2. Choose the right real estate agent
While you buy most things yourself, purchasing a home is not so easy. It requires transfer of a deed, title search and plenty of additional paperwork. Plus, there’s the home itself—it may look great to you, but what if there’s a termite problem inside those walls or a nuclear waste plant being built down the block? There’s also a lot of money involved in for the of a down payment, loan, etc.
So, before you make a massive payment, you will want to have a trusted real estate agent by your side to explain the entire process. Make sure to find an agent familiar with the area where you’re planning on purchasing because the agent will have a better idea of proper expectations and realistic prices. Also make sure to interview at least a couple of agents, because once you commit you will sign a contract barring you from working with other buyer’s agents.

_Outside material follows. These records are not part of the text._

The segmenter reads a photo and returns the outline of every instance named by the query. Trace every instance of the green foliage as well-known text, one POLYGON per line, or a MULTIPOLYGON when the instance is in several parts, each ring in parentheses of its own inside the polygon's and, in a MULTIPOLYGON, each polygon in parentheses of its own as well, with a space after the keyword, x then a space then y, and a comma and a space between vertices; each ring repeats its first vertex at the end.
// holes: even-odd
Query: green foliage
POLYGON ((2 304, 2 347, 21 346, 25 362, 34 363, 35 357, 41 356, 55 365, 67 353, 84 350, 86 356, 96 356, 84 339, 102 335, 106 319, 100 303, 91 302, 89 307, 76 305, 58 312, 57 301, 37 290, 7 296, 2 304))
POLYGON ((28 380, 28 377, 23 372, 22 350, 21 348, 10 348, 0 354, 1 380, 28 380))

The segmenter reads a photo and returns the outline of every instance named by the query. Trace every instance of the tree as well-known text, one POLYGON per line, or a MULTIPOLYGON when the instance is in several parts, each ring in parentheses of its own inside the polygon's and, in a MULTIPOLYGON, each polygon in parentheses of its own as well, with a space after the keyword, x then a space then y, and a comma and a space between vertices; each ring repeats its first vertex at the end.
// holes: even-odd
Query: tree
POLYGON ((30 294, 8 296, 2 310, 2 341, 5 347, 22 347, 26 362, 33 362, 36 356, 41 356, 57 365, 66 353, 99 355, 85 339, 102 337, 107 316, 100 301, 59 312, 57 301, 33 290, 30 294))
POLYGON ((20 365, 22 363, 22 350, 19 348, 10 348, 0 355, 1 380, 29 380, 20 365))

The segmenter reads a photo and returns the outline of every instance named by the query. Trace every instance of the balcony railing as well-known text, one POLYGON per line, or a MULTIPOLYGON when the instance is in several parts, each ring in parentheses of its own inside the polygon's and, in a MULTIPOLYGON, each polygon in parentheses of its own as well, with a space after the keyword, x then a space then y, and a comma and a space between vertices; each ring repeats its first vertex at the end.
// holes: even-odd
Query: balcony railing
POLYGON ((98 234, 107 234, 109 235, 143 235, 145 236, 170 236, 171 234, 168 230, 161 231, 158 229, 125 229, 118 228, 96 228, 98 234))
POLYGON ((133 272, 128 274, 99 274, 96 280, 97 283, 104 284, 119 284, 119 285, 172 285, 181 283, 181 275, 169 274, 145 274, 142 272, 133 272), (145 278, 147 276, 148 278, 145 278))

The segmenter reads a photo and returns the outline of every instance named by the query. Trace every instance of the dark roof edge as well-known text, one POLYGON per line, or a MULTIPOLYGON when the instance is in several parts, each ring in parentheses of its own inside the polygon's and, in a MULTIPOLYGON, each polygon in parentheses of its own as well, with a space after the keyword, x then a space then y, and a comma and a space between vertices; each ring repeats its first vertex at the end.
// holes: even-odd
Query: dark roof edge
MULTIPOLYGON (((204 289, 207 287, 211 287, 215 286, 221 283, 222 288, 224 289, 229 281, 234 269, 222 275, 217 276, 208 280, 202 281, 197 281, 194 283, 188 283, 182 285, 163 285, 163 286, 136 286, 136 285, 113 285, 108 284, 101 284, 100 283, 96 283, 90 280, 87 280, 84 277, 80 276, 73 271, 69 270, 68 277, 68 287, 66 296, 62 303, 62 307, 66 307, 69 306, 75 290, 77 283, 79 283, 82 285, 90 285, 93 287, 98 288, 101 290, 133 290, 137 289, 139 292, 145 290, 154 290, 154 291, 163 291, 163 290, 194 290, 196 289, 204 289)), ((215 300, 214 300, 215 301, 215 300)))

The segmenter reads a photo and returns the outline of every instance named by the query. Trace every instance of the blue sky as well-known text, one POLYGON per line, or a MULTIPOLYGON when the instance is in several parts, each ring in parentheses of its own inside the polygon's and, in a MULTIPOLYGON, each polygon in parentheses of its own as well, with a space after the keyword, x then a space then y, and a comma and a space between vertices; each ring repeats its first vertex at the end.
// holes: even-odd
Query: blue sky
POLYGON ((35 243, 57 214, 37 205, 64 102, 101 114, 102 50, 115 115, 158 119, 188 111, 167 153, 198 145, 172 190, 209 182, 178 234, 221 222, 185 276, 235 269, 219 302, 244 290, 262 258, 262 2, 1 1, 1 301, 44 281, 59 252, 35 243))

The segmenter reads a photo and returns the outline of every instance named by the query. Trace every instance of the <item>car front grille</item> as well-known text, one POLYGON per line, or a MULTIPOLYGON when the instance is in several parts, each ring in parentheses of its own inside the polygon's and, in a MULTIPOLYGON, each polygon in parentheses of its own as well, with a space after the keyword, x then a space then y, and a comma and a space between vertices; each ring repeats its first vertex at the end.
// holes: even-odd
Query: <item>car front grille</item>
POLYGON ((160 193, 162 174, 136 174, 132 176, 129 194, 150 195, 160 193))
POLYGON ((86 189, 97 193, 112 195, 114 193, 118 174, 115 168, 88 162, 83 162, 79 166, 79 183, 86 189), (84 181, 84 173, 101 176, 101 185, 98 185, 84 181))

3. Know there is no such thing as a perfect home
You’ve likely dreamed about the ideal house and don’t want to settle for anything less. But understand that real estate is about compromise. As a general rule, most buyers prioritize three main things: price, size and location. Realistically, however, you can expect to achieve only two of those three things.
So you may get a great deal on a huge house, but it might not be in the best neighborhood. Or you may find a nice-sized house in a great neighborhood, but your down payment is a bit higher than you expected. These types of trade-offs are par for the course, so find something you can live with, grow into and renovate to your taste.
4. Do your homework
Once you find a home you love and make an offer that’s accepted, you may want to move in right away. But don’t purchase a home or make any payments without doing your due diligence, and add some contingencies to your contract that will give you the right to back out of the deal if something goes wrong.
The most common contract contingency is the home inspection, which allows you to request a resolution for issues (such as a weak foundation or leaky roof) found by a professional. Another important first-time home buyer addition is a financing contingency, which gives you the right to back out if the bank doesn’t approve your loan.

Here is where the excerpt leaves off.